Friday, February 21, 2014

In Which Nick Reads Theology Badly

So I am reading Paul Tillich's A History of Christian Thought.  It's for my online seminary class -- I figure that now that Virginia's Constitutional ban on gay marriage has been found unconstitutional that, eventually, there will be a fortune to be made officiating marriages of all kinds once we start down the slippery slope towards man on pumpkin sex.  It's coming people.  May as well cash in.  Really, if Jimmy-Bob wants to marry Clarice the Pumpkin, well, who am I to stand in the way of that?  Especially if they are willing to pay a steep officiant's fee?

Sure sure, there are easier ordinations to obtain, but I've never been about doing things the easy way.  If I did, I would've driven up and down the Appalachian Mountain range instead of walking the whole damn way.
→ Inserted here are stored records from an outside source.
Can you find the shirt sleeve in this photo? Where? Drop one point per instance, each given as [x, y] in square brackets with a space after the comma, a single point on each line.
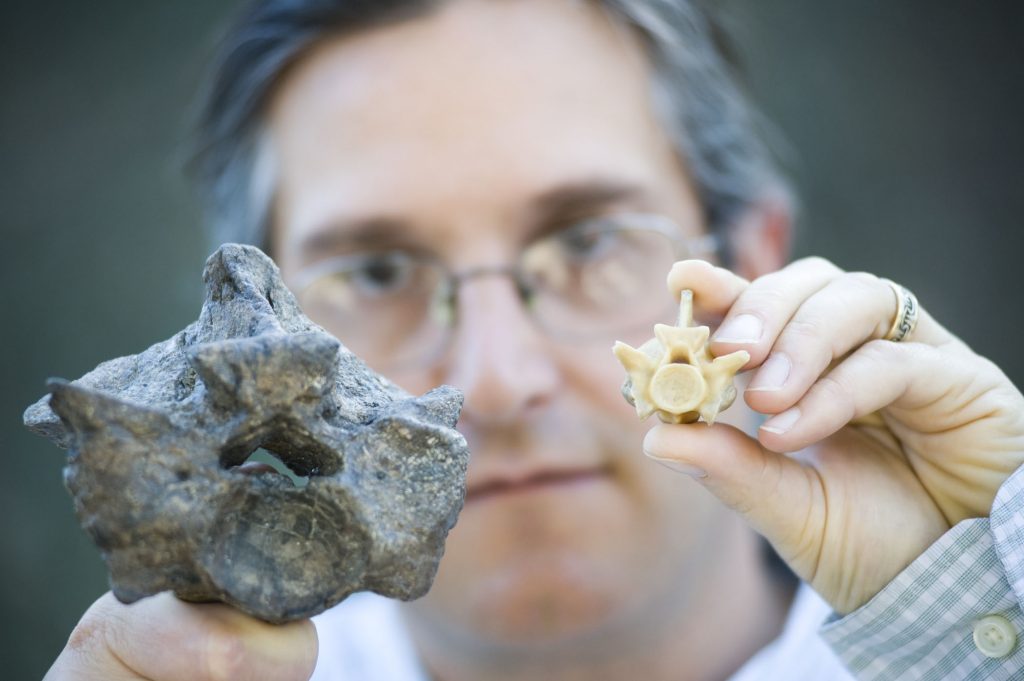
[922, 626]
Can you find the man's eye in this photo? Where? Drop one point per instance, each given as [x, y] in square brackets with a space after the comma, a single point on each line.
[380, 274]
[585, 245]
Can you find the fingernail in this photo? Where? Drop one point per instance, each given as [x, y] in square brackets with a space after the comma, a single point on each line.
[772, 374]
[740, 329]
[780, 423]
[679, 466]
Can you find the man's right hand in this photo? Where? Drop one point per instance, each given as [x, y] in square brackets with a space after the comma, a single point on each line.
[165, 639]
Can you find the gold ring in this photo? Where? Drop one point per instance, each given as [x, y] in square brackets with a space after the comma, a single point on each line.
[906, 313]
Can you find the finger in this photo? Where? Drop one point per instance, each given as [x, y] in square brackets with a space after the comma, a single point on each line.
[165, 639]
[715, 289]
[847, 311]
[762, 310]
[776, 496]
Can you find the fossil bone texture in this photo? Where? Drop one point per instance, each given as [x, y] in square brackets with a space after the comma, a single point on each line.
[674, 375]
[154, 439]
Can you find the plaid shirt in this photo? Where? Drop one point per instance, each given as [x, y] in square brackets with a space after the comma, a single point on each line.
[921, 626]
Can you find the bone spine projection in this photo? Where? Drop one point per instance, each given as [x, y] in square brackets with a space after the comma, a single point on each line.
[674, 375]
[154, 440]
Of course, Sammy-John Tibideau's Virtual School for Religious Studies isn't exactly Yale Divinity School, but it's hard enough.

So, where am I?  I've just started, basically, and the early Church theologians are wrestling deeply with the problem of Christ's divinity.  It seems, perhaps, trivial to us, persnickety, but early in the life of the Church it was very important to establish why Christ was so important, what made him different from other mystics or prophets.  If he can't be established as a divine figure, somehow fully God, than maybe Christianity becomes just another movement to spring out of the Hellenistic period of the Jewish religion.

I did read one thing that I found interesting.  It came out of the Apologetic movement, which was an early defense of Christianty against Roman intellectuals.  I may be misreading it or pulling it out of context, but it seems they said that Christianty represents the ultimate truth, and there is no truth that cannot be included in the Christian principle (which for him would be that Christ is the Logos and blah blah blah blah).  

Tillich said, basically, that what that means is that if there is an existential truth anywhere that cannot be enveloped by Christian thought than Jesus cannot be the Christ.  

I found that to be an interesting idea.  It implies an understanding of God that is big enough to allow for new experiences of our reality to be meshed with Christian thought, a faith supple enough to accommodate, for example, the Theory of Evolution or new understandings of human sexuality.  It may undermine the authority of the Scriptures, but then again if Jesus is truly Christ than God should not, perhaps, be bound by what is ultimately a divinely inspired but all to human document.  

Shhhh!  What's that?  I think it's the ground shaking under me.  Maybe I'm wrong and God has decided to silence the voice of a heretic....

Nope.  I'm just hungry.  Bit of cheese will take care of that.